Columna ContraCanto
Descender por la escalera. Medio día y las tortillas envuelven frijoles de lonche. Una canción en la fuente de sodas recorre el viento y me llega. Me instalo en la planta baja de este edificio que está en remodelación desde hace un par de semanas. De niño mi padre me traía a ver las calderas donde se hace la cerveza. A la salida le regalaban una botella de High Life. Su sonrisa está en mi mente, pero no puedo describirla. De un trago miraba el fondo oscuro del cristal. Le sudaba la frente.
Esas calderas forman parte de nuestra historia. Las recorríamos con las manos para sentir la humedad de la cerveza en ciernes. Adentro un ronco sonido era la esperanza para el fin de semana de mi padre que sentado esperaba el horario de las funciones sabatinas de box. Con su botella en la mano. Tripitas e hígados fritos en una charola. Le entusiasmaba el cartel y era su ídolo Pipino Cuevas. Cuánto le dolió aquella derrota contra Tomy Hearns, la Cobra de Detroit.
Miro los carros correr en procesión. Adónde irán con tanta urgencia los conductores, me pregunto. El mantel donde desenvuelvo los tacos es de franela y una flor negra bordada en la esquina es el recuerdo de los dedos de mi madre. La confeccionó para padre. Le acompañó en sus comidas muchos años en el taller de refrigeración. Lo descubrieron con ella en sus manos, sujetándola a la altura de su pecho. Con los lentes en el suelo y reposando los tacos de frijoles, un medio día tuvo que irse del trabajo, de la vida. Infarto al miocardio, dijeron los paramédicos que sólo alcanzaron a llegar para dictaminar.
Mi madre acostumbra desde entonces envolver los tacos en esa franela de la negra flor. Es como si tu papá no hubiera muerto, me dice por la mañana mientras escucha la radio y envuelve el lonche. Si aquí viene cada tarde para que le sirva su café caliente, y mira, ahí está su charola lista para las botanas del sábado.
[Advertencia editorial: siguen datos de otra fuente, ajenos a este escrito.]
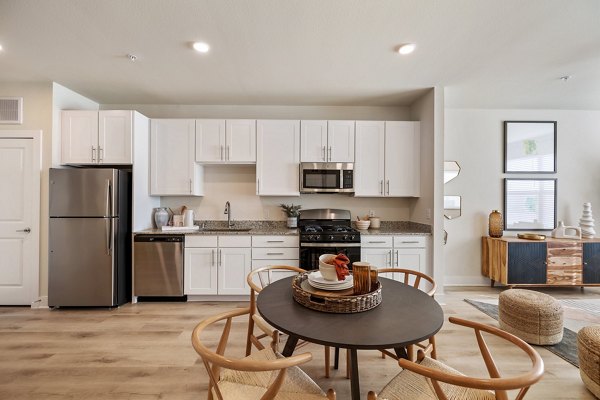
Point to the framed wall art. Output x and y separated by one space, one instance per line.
530 146
529 204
Sucede a menudo que al regresar de mi trabajo madre es una marea tierna moviendo sus faldas al ritmo de las canciones. Baila los valses como si padre la guiara con sus manos en la cintura. Luego dialoga al viento, construye proyectos, dice que el domingo irán a la alameda, para no perder la costumbre de bailar junto a otras parejas.
En el termo hay café, y una calca con su nombre en letras rojas. Lo ganaron en una feria, en el juego de canicas. Hicieron los puntos suficientes, el recipiente entonces le costó sólo cinco centavos. Esa tarde, insiste mi madre antes de dormir, tu papá venció al diablo, le pegó en la pura frente con las pelotas de beisbol. Le dieron de premio la olla de barro, la que está en el porche, donde el agua siempre fresca le ayuda en esos domingos de resaca.
Que poco dura el receso. Los tacos apenas bajan y ya las herramientas me acosan. Debo ascender por la escalera hacia la azotea, desconectar las calderas que ya cambiarán de lugar. Mi padre no creería si le contara que me tocó modificar esa fábrica de cerveza que le provocó sueños y sonrisas, lucidez, alegría contra el cansancio de rutina.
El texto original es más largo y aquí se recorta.